# BangleBeat

The following notebook walks through the process of making a machine learning model to improve BangleJS2 heart rate accuracy based on prior data. The ML model runs directly on the BangleJS2 watch and should serve as an easy to use pipeline for folks to make thier own Bangle more accurate for them. Further work may attempt to generalize this approach to yield an open source watch which actively learns how to improve its own heart rate measurements. 



## Data Capture

First, we should assess how good or bad the BangleJS2 performs when compared to other wearable devices. This includes the following devices:

- BangleJS2 Smart Watch
- Garmin Instinct 2X Smart Watch
- Polar H10 ECG Chest Strap

These are all supported to a sufficient degree by [Gadgetbridge](https://gadgetbridge.org/). However, in the initial phases of this project I found that the BangleJS2 does not sample heart rate data nearly as fast as the Garmin does. To give this model a fighting chance I wrote [loglog](https://github.com/lucspec/BangleApps/tree/master/apps/loglog) -- a BangleJS2 app to prioritize data collection over battery life. Initial testing yields a high enough data density to be more comprable with the other two sensors in this work.

## Analysis

With our sensors and collection mechanisms in place, we can start looking at some data.

In [None]:
import sys
import sqlite3
from datetime import datetime, timedelta
import os
from typing import Optional, List
from pathlib import Path

try:
    import pandas as pd
    import matplotlib.pyplot as plt
    import numpy as np
    from scipy import stats
    import seaborn as sns
except ImportError as e:
    print(f"Error: {e}")
    print("Run: poetry install --with analysis")
    sys.exit(1)

from lib.hrDataLoaders import getGadgetbridgeData, getLoglogCsv

In [None]:
def combineHrData(*dataframes: pd.DataFrame) -> pd.DataFrame:
    """
    Combine multiple heart rate dataframes
    
    Parameters:
    -----------
    *dataframes : pd.DataFrame
        Variable number of dataframes to combine
    
    Returns:
    --------
    pd.DataFrame
        Combined dataframe with standard columns
    """
    # Filter out empty dataframes
    valid_dfs = [df for df in dataframes if not df.empty]
    
    if not valid_dfs:
        return pd.DataFrame()
    
    # Ensure all dataframes have the required columns
    required_cols = ['device_name', 'TIMESTAMP', 'HEART_RATE', 'datetime']
    
    standardized_dfs = []
    for df in valid_dfs:
        if all(col in df.columns for col in required_cols):
            # Keep only required columns plus any extras
            standardized_dfs.append(df)
        else:
            print(f"Warning: Dataframe missing required columns, skipping")
    
    if standardized_dfs:
        return pd.concat(standardized_dfs, ignore_index=True)
    else:
        return pd.DataFrame()

With some boilerplate out of the way, let's load up our data and see what we have.

In [None]:
# Configuration
DB_PATH = "./data/Gadgetbridge.db"
LOGLOG_CSV = "./data/Gadgetbridge.db"

# Load Gadgetbridge data
gb_data = getGadgetbridgeData(DB_PATH)
print(f"Loaded {len(gb_data)} Gadgetbridge measurements")
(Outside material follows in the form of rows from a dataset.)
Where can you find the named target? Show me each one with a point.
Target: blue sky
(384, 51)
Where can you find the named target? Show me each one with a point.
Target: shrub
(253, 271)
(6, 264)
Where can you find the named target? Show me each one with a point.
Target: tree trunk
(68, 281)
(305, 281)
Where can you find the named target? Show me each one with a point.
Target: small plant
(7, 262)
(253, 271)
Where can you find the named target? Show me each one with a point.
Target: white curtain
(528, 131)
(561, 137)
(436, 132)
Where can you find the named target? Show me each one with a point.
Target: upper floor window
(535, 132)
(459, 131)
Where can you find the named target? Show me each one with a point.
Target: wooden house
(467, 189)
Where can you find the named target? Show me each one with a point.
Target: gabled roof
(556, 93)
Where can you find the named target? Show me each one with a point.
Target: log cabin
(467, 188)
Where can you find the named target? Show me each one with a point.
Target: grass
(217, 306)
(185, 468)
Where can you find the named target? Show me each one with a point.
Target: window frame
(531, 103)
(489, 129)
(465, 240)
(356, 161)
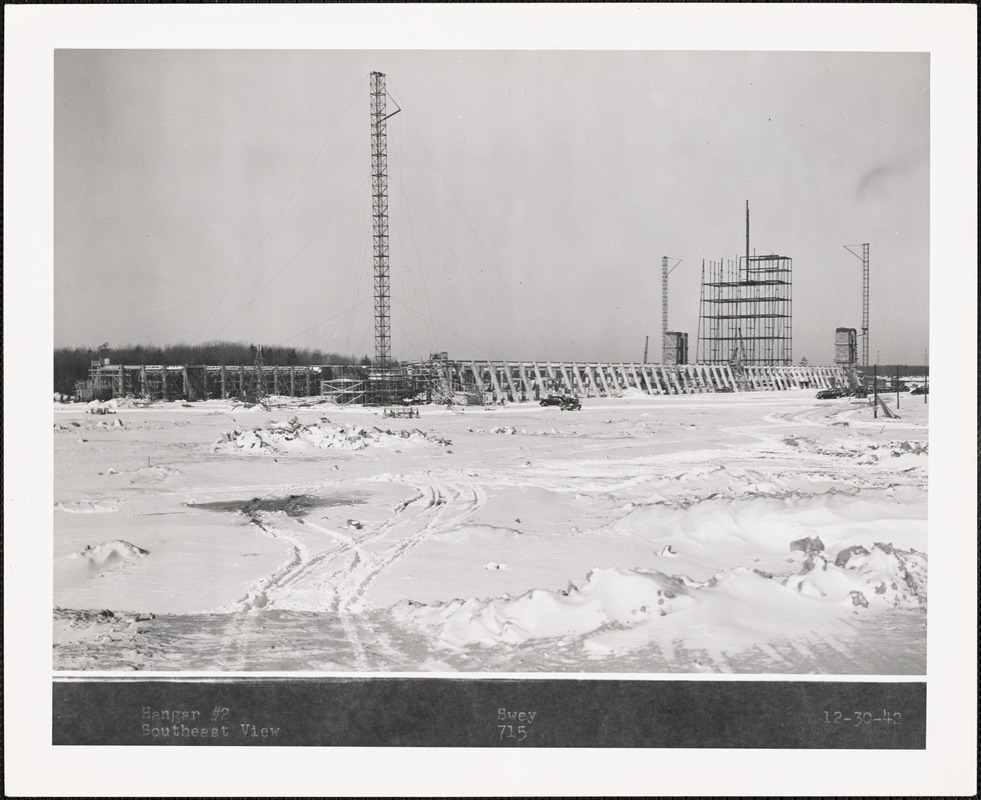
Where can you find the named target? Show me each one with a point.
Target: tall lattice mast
(865, 305)
(379, 208)
(664, 309)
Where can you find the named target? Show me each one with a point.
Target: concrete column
(623, 374)
(647, 380)
(565, 378)
(539, 380)
(633, 372)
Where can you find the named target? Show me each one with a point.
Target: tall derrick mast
(379, 209)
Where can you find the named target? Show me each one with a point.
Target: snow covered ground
(765, 532)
# Load custom app data if path provided
if LOGLOG_CSV:
    #loglog_data = getLoglogCsv(LOGLOG_CSV, device_name='loglog')
    loglog_data = getLoglogData(LOGLOG_CSV, device_name='loglog')
    print(f"Loaded {len(loglog_data)} custom app measurements")
else:
    print("\nNo loglog CSV provided")
    loglog_data = pd.DataFrame()

# Combine all data
print("\nCombining all data sources...")
hr_data = combineHrData(gb_data, loglog_data)

if hr_data.empty:
    print("No heart rate data found!")

print(f"\nTotal HR measurements: {len(hr_data)}")
print(f"Date range: {hr_data['datetime'].min()} to {hr_data['datetime'].max()}")
print(f"\nDevices found:")
for device in sorted(hr_data['device_name'].unique()):
    count = len(hr_data[hr_data['device_name'] == device])
    date_range = hr_data[hr_data['device_name'] == device]['datetime']
    print(f"  - {device}: {count:,} measurements ({date_range.min()} to {date_range.max()})")


In [None]:
# Calculate statistics
print("\n" + "="*80)
print("DEVICE STATISTICS")
print("="*80)
stats_df = calculate_device_statistics(hr_data)
print(stats_df.to_string(index=False, float_format=lambda x: f'{x:.2f}'))

# Compare with Polar H10
print("\n" + "="*80)
print("ACCURACY COMPARISON (vs Polar H10 Chest Strap)")
print("="*80)
polar_comparison = compare_with_polar(hr_data, tolerance_seconds=60)
if polar_comparison is not None and not polar_comparison.empty:
    print(polar_comparison.to_string(index=False, float_format=lambda x: f'{x:.2f}'))
    print("\nInterpretation:")
    print("  - MAE/RMSE: Lower is better (how many bpm off on average)")
    print("  - Correlation: Closer to 1.0 is better (how well it tracks changes)")
    print("  - Mean Diff: Positive = reads higher than Polar, Negative = reads lower")
else:
    print("Not enough simultaneous measurements to compare devices")
    print("(Devices need to be worn at the same time within 60 seconds)")

# Generate visualizations
print("\n" + "="*80)
print("GENERATING VISUALIZATIONS")
print("="*80)

print("\n1. Heart rate distributions (raw BPM)...")
plot_hr_distributions(hr_data, normalized=False)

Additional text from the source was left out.